L’assalto alla maglia rosa è una scommessa più col destino (che il britannico si augura baro) che con la realtà. Quindi, a Caruso non resta altro che attaccare. Andare in contropiede. Per difendere la seconda piazza. Quanto alla maglia rosa, Bernal, anche in crisi, ha tenuto botta. Ha perso il minimo aziendale. Il suo vantaggio in classifica è apparentemente inespugnabile. A meno che. A meno che Bernal non incappi in una giornata davvero storta. Yates e i suoi della Bikeexchange lo metteranno alla frusta. E vedranno se è alla frutta. Pure Caruso, che dei tre è il più forte nelle corse contro il tempo, magari un pensierino l’ha fatto. Mai dire mai.
La sfida, infatti, nel ciclismo, è rendere possibile l’impossibile. Almeno, lo era nel ciclismo di Bartali e Coppi, ma lo è stato anche in quello dello scorso anno, quando, alla penultima tappa i due corridori migliori del Giro erano divisi da pochi centesimi di secondo, e quindi si sarebbero giocati il tutto per tutto nei quindici chilometri della cronometro finale, da Cernusco a Milano.

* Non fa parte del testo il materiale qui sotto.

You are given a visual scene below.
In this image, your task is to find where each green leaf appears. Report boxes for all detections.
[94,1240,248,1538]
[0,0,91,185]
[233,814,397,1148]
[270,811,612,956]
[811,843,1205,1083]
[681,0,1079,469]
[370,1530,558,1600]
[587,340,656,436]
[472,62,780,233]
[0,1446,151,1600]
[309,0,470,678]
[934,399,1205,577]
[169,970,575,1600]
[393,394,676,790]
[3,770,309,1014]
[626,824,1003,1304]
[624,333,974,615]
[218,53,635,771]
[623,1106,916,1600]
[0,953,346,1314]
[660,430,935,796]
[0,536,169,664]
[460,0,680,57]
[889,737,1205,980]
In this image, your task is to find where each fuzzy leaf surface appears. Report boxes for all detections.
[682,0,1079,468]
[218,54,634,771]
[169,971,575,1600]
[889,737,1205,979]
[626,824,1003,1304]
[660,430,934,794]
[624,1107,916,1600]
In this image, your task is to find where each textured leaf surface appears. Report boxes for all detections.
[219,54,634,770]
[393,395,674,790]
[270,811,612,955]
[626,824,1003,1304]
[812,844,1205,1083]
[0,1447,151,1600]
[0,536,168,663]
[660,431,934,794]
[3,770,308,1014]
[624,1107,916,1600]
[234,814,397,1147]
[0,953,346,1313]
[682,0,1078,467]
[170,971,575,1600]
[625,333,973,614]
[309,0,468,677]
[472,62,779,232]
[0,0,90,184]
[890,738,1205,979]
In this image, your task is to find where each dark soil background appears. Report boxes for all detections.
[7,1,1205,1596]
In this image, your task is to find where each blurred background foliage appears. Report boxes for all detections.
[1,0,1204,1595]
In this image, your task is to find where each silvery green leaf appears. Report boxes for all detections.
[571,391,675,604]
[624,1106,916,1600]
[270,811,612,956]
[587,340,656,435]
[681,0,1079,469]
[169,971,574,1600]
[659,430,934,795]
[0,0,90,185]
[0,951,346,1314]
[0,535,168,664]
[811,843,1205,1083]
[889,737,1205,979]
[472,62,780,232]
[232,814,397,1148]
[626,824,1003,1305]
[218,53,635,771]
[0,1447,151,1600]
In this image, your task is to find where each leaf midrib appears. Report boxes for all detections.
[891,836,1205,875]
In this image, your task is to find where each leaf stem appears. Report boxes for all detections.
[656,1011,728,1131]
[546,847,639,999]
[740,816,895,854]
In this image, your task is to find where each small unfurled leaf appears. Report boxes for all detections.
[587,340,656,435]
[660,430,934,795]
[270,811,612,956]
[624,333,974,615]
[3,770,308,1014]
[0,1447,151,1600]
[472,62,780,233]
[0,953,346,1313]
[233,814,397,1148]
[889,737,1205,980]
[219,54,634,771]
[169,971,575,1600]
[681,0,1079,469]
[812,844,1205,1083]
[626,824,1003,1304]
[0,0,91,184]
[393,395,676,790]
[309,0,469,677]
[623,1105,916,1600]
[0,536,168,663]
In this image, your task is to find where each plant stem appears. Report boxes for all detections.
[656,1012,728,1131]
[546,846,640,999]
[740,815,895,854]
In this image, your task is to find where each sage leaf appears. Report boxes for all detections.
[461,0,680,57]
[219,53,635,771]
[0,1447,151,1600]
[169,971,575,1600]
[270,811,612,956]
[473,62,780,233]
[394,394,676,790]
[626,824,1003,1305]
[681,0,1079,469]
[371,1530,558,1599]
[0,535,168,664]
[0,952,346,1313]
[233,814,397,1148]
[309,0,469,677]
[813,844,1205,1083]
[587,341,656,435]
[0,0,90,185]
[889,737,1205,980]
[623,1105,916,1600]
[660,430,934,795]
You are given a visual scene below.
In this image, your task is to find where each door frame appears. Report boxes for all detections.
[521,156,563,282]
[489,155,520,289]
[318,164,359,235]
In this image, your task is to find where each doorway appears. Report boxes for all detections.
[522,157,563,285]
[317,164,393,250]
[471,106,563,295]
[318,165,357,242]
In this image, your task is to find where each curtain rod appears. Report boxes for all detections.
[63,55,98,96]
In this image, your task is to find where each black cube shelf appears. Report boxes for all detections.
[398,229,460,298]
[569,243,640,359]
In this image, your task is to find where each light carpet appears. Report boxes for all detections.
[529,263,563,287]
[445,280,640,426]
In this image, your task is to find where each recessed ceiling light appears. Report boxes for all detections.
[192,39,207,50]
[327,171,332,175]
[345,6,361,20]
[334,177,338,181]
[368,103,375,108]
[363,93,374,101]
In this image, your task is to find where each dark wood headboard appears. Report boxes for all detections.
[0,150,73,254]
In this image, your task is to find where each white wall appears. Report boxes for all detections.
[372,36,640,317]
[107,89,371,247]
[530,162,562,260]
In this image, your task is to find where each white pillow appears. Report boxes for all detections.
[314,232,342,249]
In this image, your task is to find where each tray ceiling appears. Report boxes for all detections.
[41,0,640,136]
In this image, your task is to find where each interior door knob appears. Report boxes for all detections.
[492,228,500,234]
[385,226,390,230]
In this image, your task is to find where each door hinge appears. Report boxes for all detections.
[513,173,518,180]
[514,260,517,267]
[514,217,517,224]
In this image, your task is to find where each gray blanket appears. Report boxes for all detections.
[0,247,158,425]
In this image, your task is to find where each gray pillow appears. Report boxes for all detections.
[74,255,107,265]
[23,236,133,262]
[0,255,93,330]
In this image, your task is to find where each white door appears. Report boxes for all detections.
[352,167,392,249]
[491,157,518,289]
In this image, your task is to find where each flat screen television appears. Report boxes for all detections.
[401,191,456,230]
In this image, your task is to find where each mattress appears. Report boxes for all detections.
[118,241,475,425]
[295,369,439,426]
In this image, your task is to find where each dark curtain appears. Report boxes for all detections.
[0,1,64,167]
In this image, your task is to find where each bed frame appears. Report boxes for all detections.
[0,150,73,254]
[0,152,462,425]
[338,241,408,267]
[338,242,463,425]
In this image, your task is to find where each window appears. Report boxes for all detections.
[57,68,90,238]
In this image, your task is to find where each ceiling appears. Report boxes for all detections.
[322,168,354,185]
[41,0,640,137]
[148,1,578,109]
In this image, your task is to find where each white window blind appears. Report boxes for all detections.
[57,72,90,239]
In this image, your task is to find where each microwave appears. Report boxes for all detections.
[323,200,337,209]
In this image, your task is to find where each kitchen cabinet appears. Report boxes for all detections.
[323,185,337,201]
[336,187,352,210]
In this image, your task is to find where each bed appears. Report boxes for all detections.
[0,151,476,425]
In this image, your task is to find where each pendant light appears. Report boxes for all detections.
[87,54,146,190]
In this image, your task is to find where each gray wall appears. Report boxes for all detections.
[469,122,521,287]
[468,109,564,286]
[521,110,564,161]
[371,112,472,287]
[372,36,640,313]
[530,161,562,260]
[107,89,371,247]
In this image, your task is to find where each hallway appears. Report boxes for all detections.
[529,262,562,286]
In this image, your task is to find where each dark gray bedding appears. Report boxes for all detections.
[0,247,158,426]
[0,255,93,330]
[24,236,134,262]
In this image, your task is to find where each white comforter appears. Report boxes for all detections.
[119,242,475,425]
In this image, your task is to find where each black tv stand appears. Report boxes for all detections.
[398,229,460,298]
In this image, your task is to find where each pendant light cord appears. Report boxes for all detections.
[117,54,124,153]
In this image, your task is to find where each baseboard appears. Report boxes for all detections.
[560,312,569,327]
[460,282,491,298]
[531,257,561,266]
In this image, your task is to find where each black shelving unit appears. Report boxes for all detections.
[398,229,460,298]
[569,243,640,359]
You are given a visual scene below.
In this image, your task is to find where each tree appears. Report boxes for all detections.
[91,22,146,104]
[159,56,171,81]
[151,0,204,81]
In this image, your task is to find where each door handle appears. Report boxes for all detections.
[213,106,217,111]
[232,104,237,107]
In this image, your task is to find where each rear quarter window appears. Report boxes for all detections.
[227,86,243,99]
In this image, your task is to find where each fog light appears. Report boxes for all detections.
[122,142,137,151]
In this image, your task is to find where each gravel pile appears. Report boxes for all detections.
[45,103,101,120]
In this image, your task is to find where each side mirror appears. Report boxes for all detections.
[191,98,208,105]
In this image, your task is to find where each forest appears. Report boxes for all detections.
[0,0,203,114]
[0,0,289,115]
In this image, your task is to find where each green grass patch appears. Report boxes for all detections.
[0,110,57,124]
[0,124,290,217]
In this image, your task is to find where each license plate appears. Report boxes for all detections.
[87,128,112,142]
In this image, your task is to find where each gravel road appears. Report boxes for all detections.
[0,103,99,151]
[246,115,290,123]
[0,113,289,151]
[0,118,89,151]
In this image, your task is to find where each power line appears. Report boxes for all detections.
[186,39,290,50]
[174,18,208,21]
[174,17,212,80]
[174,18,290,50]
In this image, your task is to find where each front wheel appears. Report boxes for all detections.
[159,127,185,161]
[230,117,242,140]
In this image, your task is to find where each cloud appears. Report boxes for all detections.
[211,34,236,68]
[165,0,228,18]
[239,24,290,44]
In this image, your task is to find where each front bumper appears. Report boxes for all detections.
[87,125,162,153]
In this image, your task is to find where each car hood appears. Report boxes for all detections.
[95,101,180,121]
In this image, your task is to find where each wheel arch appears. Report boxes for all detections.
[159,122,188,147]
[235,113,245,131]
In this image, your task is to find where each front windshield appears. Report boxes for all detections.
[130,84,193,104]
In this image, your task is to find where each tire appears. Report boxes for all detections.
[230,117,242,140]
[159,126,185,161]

E così fu: l’australiano Jai Hindley che indossava la maglia rosa venne superato in tromba dall’inglese Tao Geoghegan Hart. Vinse la sfida. Superò i limiti (suoi). Spostò avanti le frontiere del suo possibile. Scovò energie residue, e le tradusse in un ultimo epico sforzo. La sua fu la ribellione all’idea della sconfitta. Hindley non riuscì a vincere il duello. In inglese, in circostanze del genere, gli sportivi dicono di trovarsi to face. Di guardare cioè il pericolo faccia a faccia, e di affrontare così il pericolo.
Nel ciclismo, i corridori si guardano in faccia un attimo, per capire se conviene attaccare in quel momento o se il tuo avversario non sta bene. Scrutano le rughe della fatica, valutano il sudore, osservano la smorfia della bocca, ascoltano il rumore della pedalata che può essere leggero o pesante. L’esperienza è l’arma dei campioni. Sanno se possono osare e quanto possono osare.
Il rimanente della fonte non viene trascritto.